The exhibition „Joachim Giesel. Crazy about Ilten: Pictures from a psychiatry“, as part of the tenth edition of the f/stop festival, presents photographer Joachim Giesel’s artistic exploration of the social constructions surrounding psychiatric institutions. How visible are the realities of life for people living and working in psychiatric clinics? And what role can photography play in making it visible?

From May 31 to June 16, 2024, a selection of photographs from the series will be presented for the first time in the Joachim Giesel Archive. The exhibition is open to the public free of charge from Wednesdays to Sundays from 2 pm to 6 pm.

The vernissage on May 31 at 6 p.m. invites all interested people to enter into experience the works,to meet the artist himself and to talk about photography.

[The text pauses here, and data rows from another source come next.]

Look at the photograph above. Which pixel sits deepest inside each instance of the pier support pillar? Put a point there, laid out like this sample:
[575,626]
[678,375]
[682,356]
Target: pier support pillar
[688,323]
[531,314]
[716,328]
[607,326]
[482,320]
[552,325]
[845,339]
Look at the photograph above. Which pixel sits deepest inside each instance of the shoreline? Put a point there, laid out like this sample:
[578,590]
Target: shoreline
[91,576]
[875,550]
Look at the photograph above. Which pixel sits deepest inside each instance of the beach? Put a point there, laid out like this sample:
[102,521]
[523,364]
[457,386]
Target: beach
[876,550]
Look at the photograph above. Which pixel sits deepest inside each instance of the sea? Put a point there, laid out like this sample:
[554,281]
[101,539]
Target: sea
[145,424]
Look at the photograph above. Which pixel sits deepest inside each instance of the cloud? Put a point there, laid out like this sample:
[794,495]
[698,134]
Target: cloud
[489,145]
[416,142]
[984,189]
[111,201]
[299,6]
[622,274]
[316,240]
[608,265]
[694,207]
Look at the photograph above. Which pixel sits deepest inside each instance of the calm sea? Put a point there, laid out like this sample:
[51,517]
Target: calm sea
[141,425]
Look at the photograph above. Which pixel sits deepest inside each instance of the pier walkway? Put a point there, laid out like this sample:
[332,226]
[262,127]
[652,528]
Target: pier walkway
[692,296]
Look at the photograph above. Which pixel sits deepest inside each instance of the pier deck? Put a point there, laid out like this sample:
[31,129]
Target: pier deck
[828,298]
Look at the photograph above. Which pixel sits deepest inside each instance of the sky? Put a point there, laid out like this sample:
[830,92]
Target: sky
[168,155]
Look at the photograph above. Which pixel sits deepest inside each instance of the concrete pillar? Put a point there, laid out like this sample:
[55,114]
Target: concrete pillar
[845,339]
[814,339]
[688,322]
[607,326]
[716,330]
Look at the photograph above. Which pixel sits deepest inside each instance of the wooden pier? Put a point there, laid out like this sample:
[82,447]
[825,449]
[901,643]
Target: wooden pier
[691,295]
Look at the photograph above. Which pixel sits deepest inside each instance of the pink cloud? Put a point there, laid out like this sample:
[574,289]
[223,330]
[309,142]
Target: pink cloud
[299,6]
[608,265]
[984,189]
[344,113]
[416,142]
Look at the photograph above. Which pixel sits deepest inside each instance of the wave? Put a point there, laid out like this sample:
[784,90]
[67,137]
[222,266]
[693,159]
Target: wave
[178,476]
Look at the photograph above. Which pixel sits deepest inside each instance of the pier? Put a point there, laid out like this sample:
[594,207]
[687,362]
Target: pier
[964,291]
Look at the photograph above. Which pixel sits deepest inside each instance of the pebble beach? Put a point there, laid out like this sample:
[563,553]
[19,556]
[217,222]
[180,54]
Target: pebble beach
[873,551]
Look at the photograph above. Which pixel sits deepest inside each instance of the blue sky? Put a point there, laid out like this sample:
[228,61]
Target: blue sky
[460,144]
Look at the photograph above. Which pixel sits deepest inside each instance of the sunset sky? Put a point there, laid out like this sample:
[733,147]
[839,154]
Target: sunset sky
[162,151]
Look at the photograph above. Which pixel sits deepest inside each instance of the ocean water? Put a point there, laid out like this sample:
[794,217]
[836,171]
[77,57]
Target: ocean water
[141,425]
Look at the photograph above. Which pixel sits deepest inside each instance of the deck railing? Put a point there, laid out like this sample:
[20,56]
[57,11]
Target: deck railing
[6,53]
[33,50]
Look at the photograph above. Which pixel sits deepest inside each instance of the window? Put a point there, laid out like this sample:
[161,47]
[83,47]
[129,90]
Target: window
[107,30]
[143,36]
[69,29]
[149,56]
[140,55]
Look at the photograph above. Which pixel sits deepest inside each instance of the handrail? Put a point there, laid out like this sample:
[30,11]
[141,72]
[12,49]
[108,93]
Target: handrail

Joachim Giesel. Verrückt nach Ilten [Crazy about Ilten]: Pictures from a psychiatry

“In our society, in which everyone is defined above all by their position in the economic structure, all those who stand outside are disadvantaged […] Lack of information and communication cause us fears and lead to prejudices.” – Joachim Giesel

Between 2000 and 2003, photographer Joachim Giesel regularly visited the Wahrendorff Clinic in Ilten, 20 km east of Hanover. The photographic series Verrückt nach Ilten (Crazy about Ilten) bears witness to the artist’s encounters with the residents and staff of the psychiatry and reflects a social fabric that exists outside of the public and normative social life. Beginning as a commissioned work for the hospital’s own newspaper Is ja Ilten, Joachim Giesel developed an intense personal and artistic interest that drew him back to Ilten again and again. The people of Ilten gave Joachim Giesel and his camera an insight into their lives, their homes, their everyday and working practices. The portraits in the series reveal the close collaboration between the photographer and the people photographed. Viewers of the images look into the faces of active, empowered individuals who determine the camera’s view of their bodies and lives and stage themselves with self-confidence. This control is particularly evident in the radical break with the traditional signature of the artist-individual, as the people photographed sign their pictures themselves. The works form a photographic archive that documents the existence of those who are often socially excluded. In its choice of terminology, the title of the series enters into a charged discourse that is more widely discussed in society today than ever before. The ableist choice of words plays on the discourse about mental states, which is supplemented by a logistic-spatial level of meaning of going crazy and the emotional connotation of being crazy about something. A field of tension is created between the reproduction of ableist thought models and the critical reflection of these. Verrückt nach Ilten confronts the viewer with the futile attempt to classify the depicted according to stereotypical categories and thereby stimulates an inner process, at the end of which questions arise about the construction and potential dangers of such models.
The photographs transport images of a heterotopia into the public sphere. They illuminate and question the social and physical space of psychiatric clinics as places of individual care and as living space, but also as places of exclusion, as places that make invisible.